Ample liquidity and the government's announcement that it would take further steps to ease border tensions saw prices of government securities firm up by 25-40 paise across maturities on Monday. Another two consecutive trading sessions saw gilt prices move up on improved market sentiments. However, this brief rally came to a halt over concerns about quarterly tax outflows, estimated at Rs 4,500 crore, scheduled for next week. To add to woes, RBI governor Bimal Jalan announced in a press conference that an OMO could be conducted if the need arose. The result: investors booked profits and, hence, the prices dipped.
Hence, through the week, gilts settled in a narrow range, with the yield on the actively traded 11.50% GOI 2011A falling from 7.71% to 7.68%. As for the yield on the 10-year benchmark (11.03%, 2012), it fell 3 bps, from 7.81% to 7.78%.
Since bond markets were flush with funds, call rates went below the repo rate (6%) on reporting Friday. Though for most part of the week, these rates hovered in the range of 6.10-6.20%. However, on Friday call rates ended significantly lower at 4.75-5.50%, as there was not much demand from banks to meet their reserve requirements on the reporting day. This was on account of preponement of the CRR cut. During the week, the apex bank accepted repo bids worth Rs 28,310 crore at a cut-off of 6%.
As for the rupee, it ended the week at Rs 49/$. Overall, the currency gained 1 paisa this week. With receding war fears, the rupee firmed up to Rs 48.99 to the dollar on Monday. However, dollar demand from importers saw the rupee slide to Rs 49 towards the close of the week.
On the economy front, the Index of Industrial Production (IIP) posted a 2.9% growth in April, up marginally against the 2.6% growth registered over the corresponding month last year. While manufacturing continued to lag behind, electricity and mining clocked substantial growth, up 4.9% and 4.6%, respectively. Consumer goods sector also displayed considerable improvement in its performance, posting a 4.7% growth -- almost double the growth of 2.5% registered in April last year.
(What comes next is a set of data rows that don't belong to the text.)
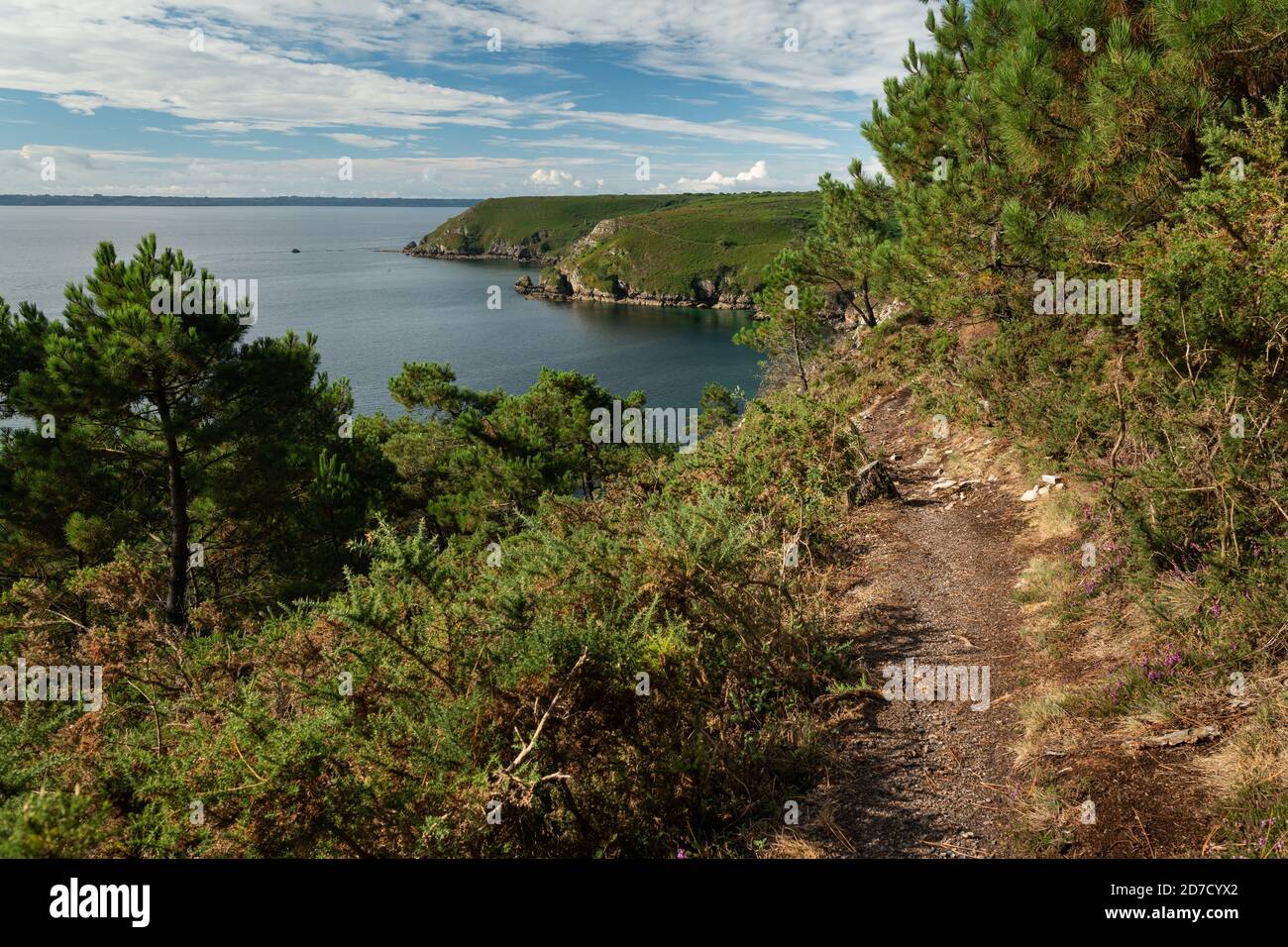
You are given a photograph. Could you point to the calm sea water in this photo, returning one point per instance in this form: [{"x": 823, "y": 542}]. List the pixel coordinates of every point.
[{"x": 374, "y": 311}]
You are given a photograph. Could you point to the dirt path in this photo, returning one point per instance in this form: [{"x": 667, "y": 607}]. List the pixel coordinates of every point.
[{"x": 931, "y": 581}]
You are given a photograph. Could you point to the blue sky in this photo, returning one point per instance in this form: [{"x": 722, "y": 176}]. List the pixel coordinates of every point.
[{"x": 436, "y": 98}]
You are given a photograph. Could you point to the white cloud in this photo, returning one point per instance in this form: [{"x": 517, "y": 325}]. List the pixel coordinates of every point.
[
  {"x": 360, "y": 141},
  {"x": 549, "y": 178},
  {"x": 715, "y": 180}
]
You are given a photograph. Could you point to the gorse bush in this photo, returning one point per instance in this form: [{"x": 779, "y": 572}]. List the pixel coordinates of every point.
[{"x": 626, "y": 672}]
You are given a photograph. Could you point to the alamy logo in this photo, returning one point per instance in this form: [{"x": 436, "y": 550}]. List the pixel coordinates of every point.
[
  {"x": 178, "y": 296},
  {"x": 913, "y": 682},
  {"x": 1087, "y": 296},
  {"x": 651, "y": 425},
  {"x": 62, "y": 684},
  {"x": 102, "y": 900}
]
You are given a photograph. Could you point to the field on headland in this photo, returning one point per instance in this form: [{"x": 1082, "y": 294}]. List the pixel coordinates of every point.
[{"x": 673, "y": 250}]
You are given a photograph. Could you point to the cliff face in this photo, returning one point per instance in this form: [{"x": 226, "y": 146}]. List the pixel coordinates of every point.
[
  {"x": 570, "y": 281},
  {"x": 684, "y": 250},
  {"x": 568, "y": 285},
  {"x": 462, "y": 249}
]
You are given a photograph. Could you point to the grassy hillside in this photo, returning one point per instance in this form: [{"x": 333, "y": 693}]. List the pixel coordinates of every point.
[
  {"x": 724, "y": 239},
  {"x": 681, "y": 245},
  {"x": 544, "y": 224}
]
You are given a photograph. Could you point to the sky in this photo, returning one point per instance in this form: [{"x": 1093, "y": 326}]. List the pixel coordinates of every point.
[{"x": 439, "y": 98}]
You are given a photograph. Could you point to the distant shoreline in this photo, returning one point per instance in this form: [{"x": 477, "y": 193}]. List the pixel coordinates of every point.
[{"x": 143, "y": 201}]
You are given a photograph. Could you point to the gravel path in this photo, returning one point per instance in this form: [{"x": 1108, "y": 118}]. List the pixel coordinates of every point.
[{"x": 930, "y": 581}]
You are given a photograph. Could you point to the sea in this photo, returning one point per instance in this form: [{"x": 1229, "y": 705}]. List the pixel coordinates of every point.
[{"x": 374, "y": 309}]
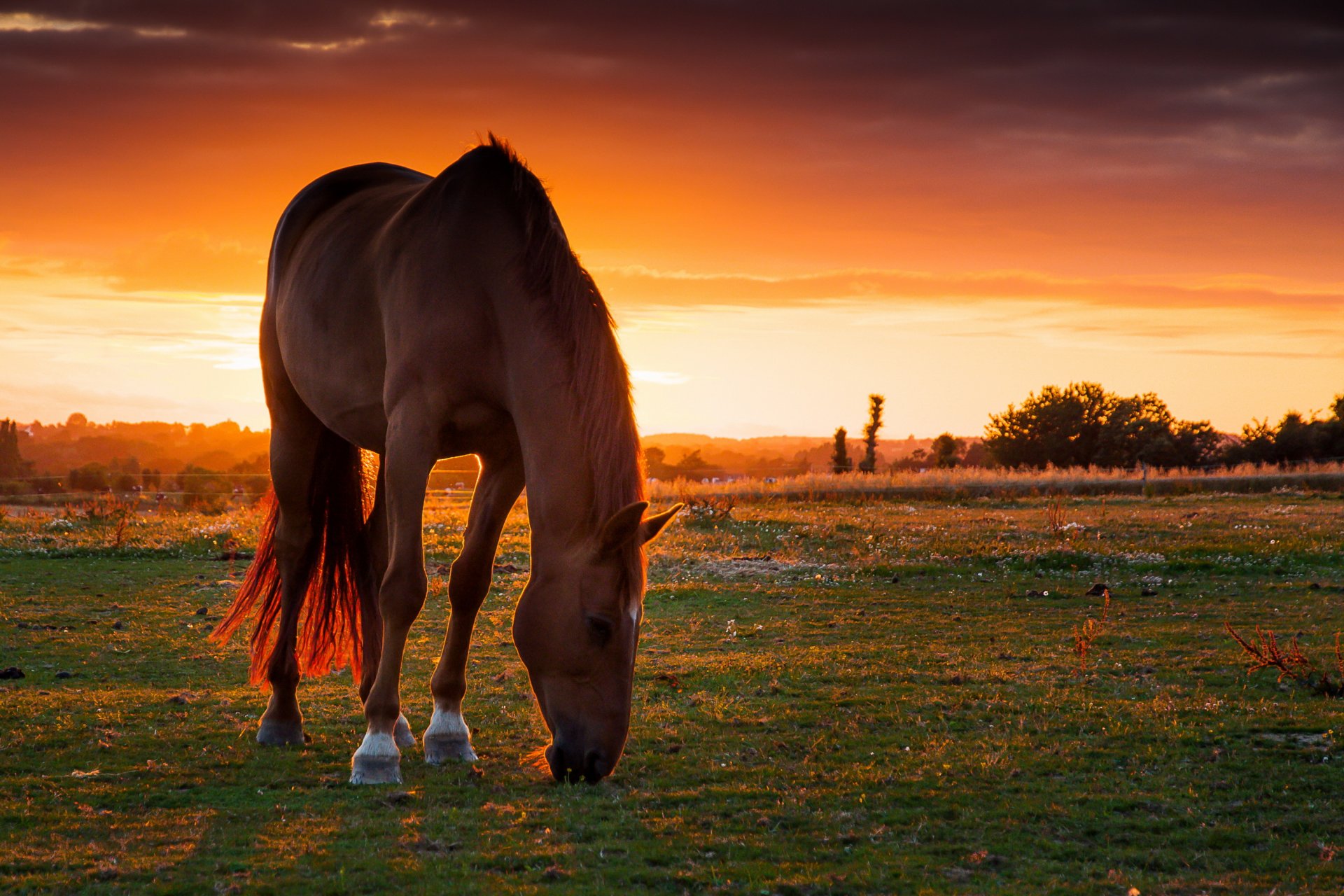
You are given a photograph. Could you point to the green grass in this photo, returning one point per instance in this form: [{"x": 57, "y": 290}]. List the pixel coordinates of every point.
[{"x": 803, "y": 724}]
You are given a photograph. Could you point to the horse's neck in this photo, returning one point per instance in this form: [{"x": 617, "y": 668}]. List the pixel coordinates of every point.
[
  {"x": 556, "y": 451},
  {"x": 559, "y": 481}
]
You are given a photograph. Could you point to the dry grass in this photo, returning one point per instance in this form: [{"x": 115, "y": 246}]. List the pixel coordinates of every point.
[{"x": 961, "y": 482}]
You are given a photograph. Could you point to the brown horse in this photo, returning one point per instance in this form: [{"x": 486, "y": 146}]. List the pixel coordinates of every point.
[{"x": 425, "y": 317}]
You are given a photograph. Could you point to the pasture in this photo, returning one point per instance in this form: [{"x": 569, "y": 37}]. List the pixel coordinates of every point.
[{"x": 832, "y": 697}]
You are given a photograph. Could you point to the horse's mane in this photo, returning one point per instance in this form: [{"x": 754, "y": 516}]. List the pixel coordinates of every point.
[{"x": 578, "y": 316}]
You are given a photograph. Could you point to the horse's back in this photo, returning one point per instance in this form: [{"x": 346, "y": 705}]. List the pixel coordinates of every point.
[
  {"x": 321, "y": 298},
  {"x": 388, "y": 286}
]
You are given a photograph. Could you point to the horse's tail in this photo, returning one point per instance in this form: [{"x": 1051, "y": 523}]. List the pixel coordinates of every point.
[{"x": 339, "y": 592}]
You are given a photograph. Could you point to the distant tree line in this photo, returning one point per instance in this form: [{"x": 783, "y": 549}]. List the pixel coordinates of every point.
[{"x": 1084, "y": 425}]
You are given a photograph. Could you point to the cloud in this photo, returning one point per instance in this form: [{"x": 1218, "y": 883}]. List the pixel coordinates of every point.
[
  {"x": 632, "y": 286},
  {"x": 190, "y": 262}
]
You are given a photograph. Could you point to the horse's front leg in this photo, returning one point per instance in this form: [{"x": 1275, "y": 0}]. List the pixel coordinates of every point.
[
  {"x": 499, "y": 486},
  {"x": 407, "y": 463}
]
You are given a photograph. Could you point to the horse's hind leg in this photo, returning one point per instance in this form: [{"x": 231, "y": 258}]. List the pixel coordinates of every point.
[
  {"x": 293, "y": 457},
  {"x": 409, "y": 460},
  {"x": 499, "y": 486},
  {"x": 372, "y": 624}
]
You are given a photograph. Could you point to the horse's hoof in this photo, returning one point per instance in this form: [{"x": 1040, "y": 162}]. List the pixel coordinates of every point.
[
  {"x": 377, "y": 762},
  {"x": 280, "y": 734},
  {"x": 440, "y": 748},
  {"x": 402, "y": 734},
  {"x": 448, "y": 738}
]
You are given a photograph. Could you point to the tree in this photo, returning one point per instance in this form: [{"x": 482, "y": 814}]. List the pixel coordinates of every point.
[
  {"x": 1084, "y": 425},
  {"x": 946, "y": 450},
  {"x": 840, "y": 460},
  {"x": 656, "y": 464},
  {"x": 870, "y": 434},
  {"x": 90, "y": 477},
  {"x": 11, "y": 463}
]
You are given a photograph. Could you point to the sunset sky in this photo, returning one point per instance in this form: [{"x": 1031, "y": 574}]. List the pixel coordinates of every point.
[{"x": 787, "y": 204}]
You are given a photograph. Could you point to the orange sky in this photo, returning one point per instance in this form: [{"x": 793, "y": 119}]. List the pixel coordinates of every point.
[{"x": 787, "y": 211}]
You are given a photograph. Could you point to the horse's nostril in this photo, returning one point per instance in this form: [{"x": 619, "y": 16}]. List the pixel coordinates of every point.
[{"x": 596, "y": 766}]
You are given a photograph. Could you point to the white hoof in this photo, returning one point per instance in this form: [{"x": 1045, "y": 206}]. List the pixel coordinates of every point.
[
  {"x": 402, "y": 734},
  {"x": 377, "y": 761},
  {"x": 448, "y": 739}
]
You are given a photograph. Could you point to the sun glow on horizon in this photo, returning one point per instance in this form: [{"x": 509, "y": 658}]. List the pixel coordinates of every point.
[{"x": 783, "y": 220}]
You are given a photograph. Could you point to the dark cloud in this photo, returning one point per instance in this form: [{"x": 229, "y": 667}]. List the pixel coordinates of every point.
[{"x": 1018, "y": 71}]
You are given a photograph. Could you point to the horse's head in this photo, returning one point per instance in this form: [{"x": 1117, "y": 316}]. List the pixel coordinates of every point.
[{"x": 575, "y": 629}]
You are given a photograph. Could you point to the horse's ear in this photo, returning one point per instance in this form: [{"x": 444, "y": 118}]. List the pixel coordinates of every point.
[
  {"x": 622, "y": 527},
  {"x": 651, "y": 527}
]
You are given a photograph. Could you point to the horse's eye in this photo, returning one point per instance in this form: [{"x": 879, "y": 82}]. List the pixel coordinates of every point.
[{"x": 600, "y": 629}]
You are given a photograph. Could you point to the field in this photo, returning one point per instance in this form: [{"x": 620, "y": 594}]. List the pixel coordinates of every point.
[{"x": 832, "y": 697}]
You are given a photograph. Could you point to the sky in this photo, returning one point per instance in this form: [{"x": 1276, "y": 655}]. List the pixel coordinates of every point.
[{"x": 788, "y": 206}]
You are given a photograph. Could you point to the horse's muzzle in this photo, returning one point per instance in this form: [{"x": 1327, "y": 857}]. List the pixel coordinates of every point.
[{"x": 568, "y": 766}]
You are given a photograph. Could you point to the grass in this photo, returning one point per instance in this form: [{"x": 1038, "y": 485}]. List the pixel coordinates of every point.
[
  {"x": 965, "y": 482},
  {"x": 838, "y": 697}
]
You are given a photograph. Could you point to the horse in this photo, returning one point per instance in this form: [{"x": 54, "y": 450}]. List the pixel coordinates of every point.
[{"x": 417, "y": 318}]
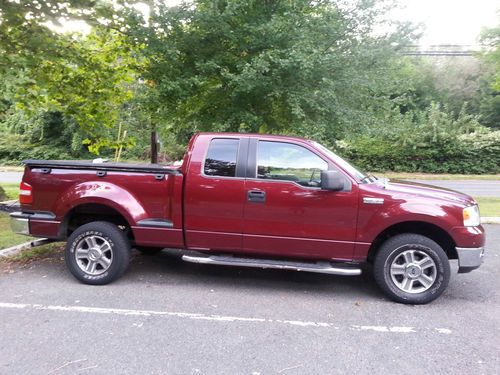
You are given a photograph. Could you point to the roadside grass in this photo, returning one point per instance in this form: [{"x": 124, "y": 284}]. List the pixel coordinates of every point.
[
  {"x": 39, "y": 252},
  {"x": 489, "y": 206},
  {"x": 7, "y": 237},
  {"x": 11, "y": 190},
  {"x": 432, "y": 176}
]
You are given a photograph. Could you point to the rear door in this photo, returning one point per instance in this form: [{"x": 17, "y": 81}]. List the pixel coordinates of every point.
[
  {"x": 214, "y": 193},
  {"x": 286, "y": 212}
]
All this indicates that an industrial turnaround may well be under way.
With war clouds disappearing, bonds could be in for a brief rally. Governor Jalan reiterated this week that softer interest rate bias would continue. In fact, he did not rule out a bank rate cut in the event of a change in current liquidity conditions. But in view of high liquidity in the system, the overhang of an OMO prevails. This will hold bond prices.